La giustizia presenta il conto a Massimo Di Girolamo, cinquantenne, condannato a un anno e tre mesi di reclusione per intermediazione illecita e sfruttamento del lavoro. La sentenza per l’imprenditore, originario di Ceccano ma risedente a Sulmona, è arrivata questa mattina dal Tribunale peligno. Ad infliggerla il giudice Francesca Pinacchio, che condanna Di Girolamo per le condizioni di lavoro di un suo dipendente, un guineano che lavorava come pastore nell’azienda dell’imprenditore.
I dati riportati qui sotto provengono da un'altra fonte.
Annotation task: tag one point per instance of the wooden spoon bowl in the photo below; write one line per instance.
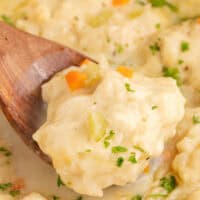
(26, 62)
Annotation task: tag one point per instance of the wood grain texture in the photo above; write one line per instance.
(27, 61)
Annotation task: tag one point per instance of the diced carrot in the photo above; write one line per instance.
(125, 71)
(146, 170)
(85, 62)
(18, 184)
(120, 2)
(75, 80)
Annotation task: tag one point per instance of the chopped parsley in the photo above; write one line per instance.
(5, 186)
(106, 143)
(132, 158)
(109, 137)
(154, 48)
(55, 197)
(172, 72)
(168, 183)
(14, 193)
(162, 3)
(196, 119)
(185, 46)
(120, 161)
(154, 107)
(137, 197)
(119, 149)
(60, 182)
(5, 151)
(128, 87)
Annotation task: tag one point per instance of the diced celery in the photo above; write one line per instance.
(93, 73)
(100, 19)
(97, 126)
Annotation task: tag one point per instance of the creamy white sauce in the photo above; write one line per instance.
(124, 38)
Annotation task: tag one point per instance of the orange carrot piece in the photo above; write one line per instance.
(18, 184)
(85, 62)
(75, 80)
(125, 71)
(120, 2)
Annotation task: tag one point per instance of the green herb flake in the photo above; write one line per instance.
(128, 87)
(196, 119)
(137, 197)
(185, 46)
(154, 107)
(168, 183)
(172, 72)
(14, 193)
(110, 136)
(132, 158)
(7, 20)
(106, 144)
(5, 186)
(119, 149)
(154, 48)
(120, 161)
(161, 3)
(60, 182)
(5, 151)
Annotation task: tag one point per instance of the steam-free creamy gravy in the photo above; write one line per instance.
(155, 41)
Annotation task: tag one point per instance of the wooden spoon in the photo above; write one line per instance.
(26, 62)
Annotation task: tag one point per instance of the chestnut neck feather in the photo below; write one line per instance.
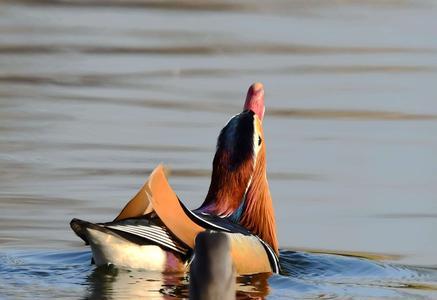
(258, 215)
(229, 187)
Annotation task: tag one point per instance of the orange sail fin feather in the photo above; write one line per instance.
(139, 205)
(167, 206)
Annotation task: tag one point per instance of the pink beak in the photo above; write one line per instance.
(255, 100)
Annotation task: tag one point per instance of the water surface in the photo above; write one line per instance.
(94, 94)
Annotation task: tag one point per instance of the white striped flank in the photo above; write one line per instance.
(111, 249)
(153, 233)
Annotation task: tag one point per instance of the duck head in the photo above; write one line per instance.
(239, 188)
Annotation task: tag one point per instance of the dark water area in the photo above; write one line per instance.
(95, 94)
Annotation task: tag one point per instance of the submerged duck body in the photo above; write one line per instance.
(155, 231)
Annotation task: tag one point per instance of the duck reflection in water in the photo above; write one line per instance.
(212, 274)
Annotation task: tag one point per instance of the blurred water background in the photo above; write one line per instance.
(94, 94)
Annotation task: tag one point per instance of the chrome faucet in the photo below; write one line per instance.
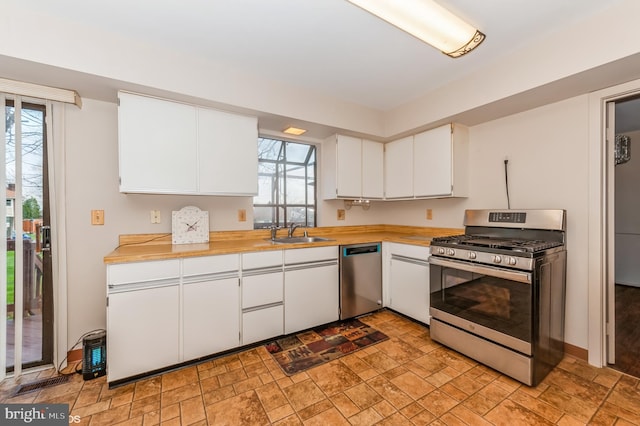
(274, 232)
(292, 229)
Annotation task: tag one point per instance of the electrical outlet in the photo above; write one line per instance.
(97, 217)
(155, 216)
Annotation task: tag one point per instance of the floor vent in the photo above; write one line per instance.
(41, 384)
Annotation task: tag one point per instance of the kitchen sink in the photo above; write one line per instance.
(299, 240)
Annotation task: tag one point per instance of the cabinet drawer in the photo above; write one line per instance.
(143, 271)
(261, 259)
(408, 250)
(262, 324)
(312, 254)
(210, 264)
(263, 289)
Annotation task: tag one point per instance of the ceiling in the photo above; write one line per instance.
(328, 46)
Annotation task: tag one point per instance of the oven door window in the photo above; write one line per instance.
(497, 303)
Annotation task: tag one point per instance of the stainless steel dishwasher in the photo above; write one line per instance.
(360, 279)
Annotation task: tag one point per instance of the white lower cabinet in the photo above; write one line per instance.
(409, 280)
(311, 291)
(262, 296)
(142, 318)
(210, 305)
(262, 324)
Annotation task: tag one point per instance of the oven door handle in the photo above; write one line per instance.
(523, 277)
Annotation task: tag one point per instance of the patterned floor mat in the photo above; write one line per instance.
(299, 352)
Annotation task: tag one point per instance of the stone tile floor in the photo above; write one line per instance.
(405, 380)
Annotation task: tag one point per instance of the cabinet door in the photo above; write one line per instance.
(433, 162)
(227, 153)
(262, 289)
(211, 317)
(372, 169)
(261, 324)
(156, 145)
(349, 169)
(143, 331)
(398, 166)
(310, 297)
(409, 287)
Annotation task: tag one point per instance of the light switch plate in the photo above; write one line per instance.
(155, 216)
(97, 217)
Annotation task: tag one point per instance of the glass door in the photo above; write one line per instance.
(28, 285)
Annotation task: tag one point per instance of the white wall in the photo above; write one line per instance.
(546, 148)
(547, 152)
(92, 183)
(627, 206)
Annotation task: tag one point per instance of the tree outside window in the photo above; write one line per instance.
(286, 184)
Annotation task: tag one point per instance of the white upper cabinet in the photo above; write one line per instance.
(440, 162)
(431, 164)
(349, 170)
(173, 148)
(398, 167)
(352, 168)
(372, 169)
(157, 144)
(227, 153)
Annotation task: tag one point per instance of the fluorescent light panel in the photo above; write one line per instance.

Il giovane venne fermato nel 2018 dai carabinieri della stazione di Goriano Sicoli durante un pattugliamento sul territorio. Portato in caserma e identificato, il pastore raccontò delle miserabili condizioni di lavoro, con una busta paga di appena tre euro l’ora per accompagnare le pecore al pascolo. A ciò si aggiunsero anche le precarie condizioni igienico-sanitarie in cui versava l’appartamento dove risiedeva il giovane. Testimonianza che portò i militari dell’Arma al blitz per verificare lo stato dell’azienda ed acquisire la documentazione necessaria per il rilevamento delle criticità.
A poco è valsa la tesi difensiva dell’avvocato Maria Alba Cucchiella. Per il legale di Di Girolamo, non ci sarebbero riscontri sulle dichiarazioni del giovane pastore, che avrebbe potuto svolgere le proprie mansioni solo in un determinato orario. A detta dell’avvocato difensore, DI Girolamo avrebbe anche pagato di tasca propria le utenze dell’appartamento riservato al suo dipendente.
Ancor più salato potrebbe essere il prossimo conto che Di Girolamo dovrà pagare alla giustizia. L’imprenditore dovrà presentarsi davanti la corte il prossimo 2 ottobre, quando si terrà la prima udienza per la morte di un altro suo dipendente originario della Guinea, Ousmana Kourouma. Il ventitreenne, anch’esso pastore di mestiere, perse la vita nel 2019 all’interno dell’azienda agricola di Goriano Sicoli.
Un’intossicazione da monossido di carbonio stroncò il pastore. Questo quanto stabilito dal medico legale, Luigi Miccolis, dopo l’autopsia sulla salma. Una fine indegna, causata da un braciere acceso all’interno di quella angusta stanza nella quale cercò riparo dal freddo.
Una fine sulla quale la procura della repubblica di Sulmona ha voluto far luce. Il giovane non aveva una casa dove alloggiare, se non quello stanzino rimediato che si è trasformato nella sua tomba.
La procura contesta a Di Girolamo di aver procurato la morte del giovane. La sua colpa, leggendo gli atti, sarebbe il “non aver garantito al giovane immigrato tutte le tutele di sussistenza richieste”.